La protesta social, por un lado, y la brutalidad y la impunidad policial, por el otro, son dos caras interconectadas de la crisis de la democracia y la desconfianza ciudadana en las instituciones colombianas.
En su conjunto, los informes publicados por distintos entes internacionales y nacionales sobre las protestas de septiembre de 2020 en Bogotá y el paro nacional de 2021 documentan de manera sistemática e inequívoca el uso excesivo de la violencia por parte de la Fuerza Pública, en especial el Esmad y el desconocimiento de los principios de legalidad, necesidad y proporcionalidad. En el caso de la relatoría sobre los hechos presentados el 9S en la capital, las 11 muertes atribuibles a actos ilícitos de la Policía Nacional se tipifican como una “masacre” con base en la definición de Naciones Unidas, mientras que la existencia de múltiples otras prácticas violentas se asocian con el alto número de heridos.
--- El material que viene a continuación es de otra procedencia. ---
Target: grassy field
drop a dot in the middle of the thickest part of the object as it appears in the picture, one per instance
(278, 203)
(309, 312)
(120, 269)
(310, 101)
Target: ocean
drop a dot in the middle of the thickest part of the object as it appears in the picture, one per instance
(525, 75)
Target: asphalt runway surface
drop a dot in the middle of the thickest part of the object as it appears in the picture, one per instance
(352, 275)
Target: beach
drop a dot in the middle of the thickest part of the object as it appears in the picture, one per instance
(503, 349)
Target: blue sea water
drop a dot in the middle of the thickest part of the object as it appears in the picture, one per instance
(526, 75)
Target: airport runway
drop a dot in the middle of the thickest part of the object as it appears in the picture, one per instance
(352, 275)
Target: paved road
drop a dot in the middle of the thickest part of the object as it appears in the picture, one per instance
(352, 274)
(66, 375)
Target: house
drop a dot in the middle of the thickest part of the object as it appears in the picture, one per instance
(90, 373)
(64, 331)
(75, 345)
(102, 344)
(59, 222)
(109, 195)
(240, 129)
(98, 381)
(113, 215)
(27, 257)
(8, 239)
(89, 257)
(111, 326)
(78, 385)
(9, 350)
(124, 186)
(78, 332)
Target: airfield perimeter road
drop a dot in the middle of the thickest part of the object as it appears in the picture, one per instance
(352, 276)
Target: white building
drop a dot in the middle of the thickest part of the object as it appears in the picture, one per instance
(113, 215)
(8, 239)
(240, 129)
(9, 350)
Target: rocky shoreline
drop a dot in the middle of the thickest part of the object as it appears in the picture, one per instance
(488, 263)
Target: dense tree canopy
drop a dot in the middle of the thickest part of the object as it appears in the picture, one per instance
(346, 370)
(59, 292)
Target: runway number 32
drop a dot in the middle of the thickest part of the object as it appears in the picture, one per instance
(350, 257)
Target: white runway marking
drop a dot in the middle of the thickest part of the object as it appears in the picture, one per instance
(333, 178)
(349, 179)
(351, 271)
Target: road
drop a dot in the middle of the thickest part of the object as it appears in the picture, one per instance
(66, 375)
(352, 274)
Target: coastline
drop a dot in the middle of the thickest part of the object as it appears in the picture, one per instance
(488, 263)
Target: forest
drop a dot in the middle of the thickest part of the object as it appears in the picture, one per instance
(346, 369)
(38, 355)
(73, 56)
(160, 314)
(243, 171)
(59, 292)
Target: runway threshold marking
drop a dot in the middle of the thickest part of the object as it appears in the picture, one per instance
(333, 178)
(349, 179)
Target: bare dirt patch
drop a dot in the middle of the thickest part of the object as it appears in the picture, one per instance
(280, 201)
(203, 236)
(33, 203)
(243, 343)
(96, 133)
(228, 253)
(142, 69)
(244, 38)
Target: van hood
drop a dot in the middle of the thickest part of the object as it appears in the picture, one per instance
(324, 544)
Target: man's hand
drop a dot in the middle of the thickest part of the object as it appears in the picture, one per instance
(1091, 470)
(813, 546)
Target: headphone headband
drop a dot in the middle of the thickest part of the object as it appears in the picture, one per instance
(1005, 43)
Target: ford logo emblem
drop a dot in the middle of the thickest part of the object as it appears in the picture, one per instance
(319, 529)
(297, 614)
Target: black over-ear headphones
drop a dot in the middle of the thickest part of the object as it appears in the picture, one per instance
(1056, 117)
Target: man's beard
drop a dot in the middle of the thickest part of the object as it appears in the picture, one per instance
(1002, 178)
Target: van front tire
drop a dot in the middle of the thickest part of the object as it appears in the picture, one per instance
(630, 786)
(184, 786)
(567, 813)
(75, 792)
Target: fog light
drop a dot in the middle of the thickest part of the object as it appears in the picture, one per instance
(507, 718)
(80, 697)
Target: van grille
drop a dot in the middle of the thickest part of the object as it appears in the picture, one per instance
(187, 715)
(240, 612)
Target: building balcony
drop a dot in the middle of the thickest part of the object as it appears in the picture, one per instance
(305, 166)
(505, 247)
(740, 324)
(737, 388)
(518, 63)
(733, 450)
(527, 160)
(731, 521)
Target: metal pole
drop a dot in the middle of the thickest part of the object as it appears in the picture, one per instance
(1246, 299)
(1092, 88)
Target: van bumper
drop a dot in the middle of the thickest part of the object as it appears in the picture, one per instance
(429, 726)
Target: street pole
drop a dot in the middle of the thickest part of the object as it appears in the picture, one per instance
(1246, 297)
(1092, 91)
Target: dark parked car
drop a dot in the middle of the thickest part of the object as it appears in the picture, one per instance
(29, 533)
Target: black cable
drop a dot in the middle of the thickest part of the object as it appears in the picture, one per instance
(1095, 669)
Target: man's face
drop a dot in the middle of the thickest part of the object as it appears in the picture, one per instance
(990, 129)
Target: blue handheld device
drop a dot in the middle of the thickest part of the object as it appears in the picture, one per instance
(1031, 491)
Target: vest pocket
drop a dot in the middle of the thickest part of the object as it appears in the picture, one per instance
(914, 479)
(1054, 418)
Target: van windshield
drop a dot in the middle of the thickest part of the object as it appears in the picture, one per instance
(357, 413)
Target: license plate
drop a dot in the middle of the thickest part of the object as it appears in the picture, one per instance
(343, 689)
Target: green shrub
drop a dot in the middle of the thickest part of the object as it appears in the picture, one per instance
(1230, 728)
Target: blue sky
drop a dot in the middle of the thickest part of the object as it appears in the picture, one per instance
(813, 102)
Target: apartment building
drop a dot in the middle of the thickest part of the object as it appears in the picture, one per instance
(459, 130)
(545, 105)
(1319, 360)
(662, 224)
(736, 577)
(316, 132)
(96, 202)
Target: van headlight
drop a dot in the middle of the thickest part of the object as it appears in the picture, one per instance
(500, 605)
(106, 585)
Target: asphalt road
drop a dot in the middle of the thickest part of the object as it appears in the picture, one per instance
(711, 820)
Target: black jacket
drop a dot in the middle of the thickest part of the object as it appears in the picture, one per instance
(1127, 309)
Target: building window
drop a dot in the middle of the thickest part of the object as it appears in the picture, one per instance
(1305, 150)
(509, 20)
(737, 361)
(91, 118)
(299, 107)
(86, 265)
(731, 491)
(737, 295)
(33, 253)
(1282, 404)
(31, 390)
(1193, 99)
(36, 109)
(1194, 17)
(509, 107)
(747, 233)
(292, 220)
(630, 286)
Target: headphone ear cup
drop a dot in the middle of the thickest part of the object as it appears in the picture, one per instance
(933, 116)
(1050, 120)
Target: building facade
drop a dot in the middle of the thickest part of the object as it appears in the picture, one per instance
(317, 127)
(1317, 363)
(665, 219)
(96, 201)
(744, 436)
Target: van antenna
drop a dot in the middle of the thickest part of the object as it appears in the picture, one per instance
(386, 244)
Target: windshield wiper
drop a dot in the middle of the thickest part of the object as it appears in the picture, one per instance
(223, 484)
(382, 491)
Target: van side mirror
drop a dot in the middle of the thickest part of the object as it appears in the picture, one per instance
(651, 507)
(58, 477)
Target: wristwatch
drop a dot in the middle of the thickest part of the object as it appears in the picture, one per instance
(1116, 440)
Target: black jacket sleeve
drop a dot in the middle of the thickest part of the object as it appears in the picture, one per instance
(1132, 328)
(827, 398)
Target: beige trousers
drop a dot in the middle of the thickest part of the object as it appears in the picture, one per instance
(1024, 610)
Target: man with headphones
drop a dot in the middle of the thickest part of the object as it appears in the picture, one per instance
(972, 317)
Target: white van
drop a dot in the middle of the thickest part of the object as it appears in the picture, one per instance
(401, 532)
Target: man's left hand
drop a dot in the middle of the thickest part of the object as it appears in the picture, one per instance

Por su parte, el reporte de la Oficina de la Alta Comisionada para los Derechos Humanos confirma que al menos 28 de las 44 víctimas fatales civiles del paro nacional, entre el 28 de abril y el 20 de julio, tuvieron a policías como perpetradores, al igual que 16 casos de violencia sexual. Adicional a ello, 103 personas sufrieron daños oculares, según un estudio de Temblores, Amnistía Internacional y la Universidad de los Andes, lesiones que sugieren la intención de hacer daño. Dichos hallazgos solo reconfirman la visita de trabajo previa de la Comisión Interamericana de Derechos Humanos, que destacó inconsistencias importantes entre los entes estatales y no estatales en el registro de la información y la investigación de los responsables, razón por la cual conminó al Estado colombiano a trabajar de forma transparente con la sociedad civil, con miras a garantizar la justicia.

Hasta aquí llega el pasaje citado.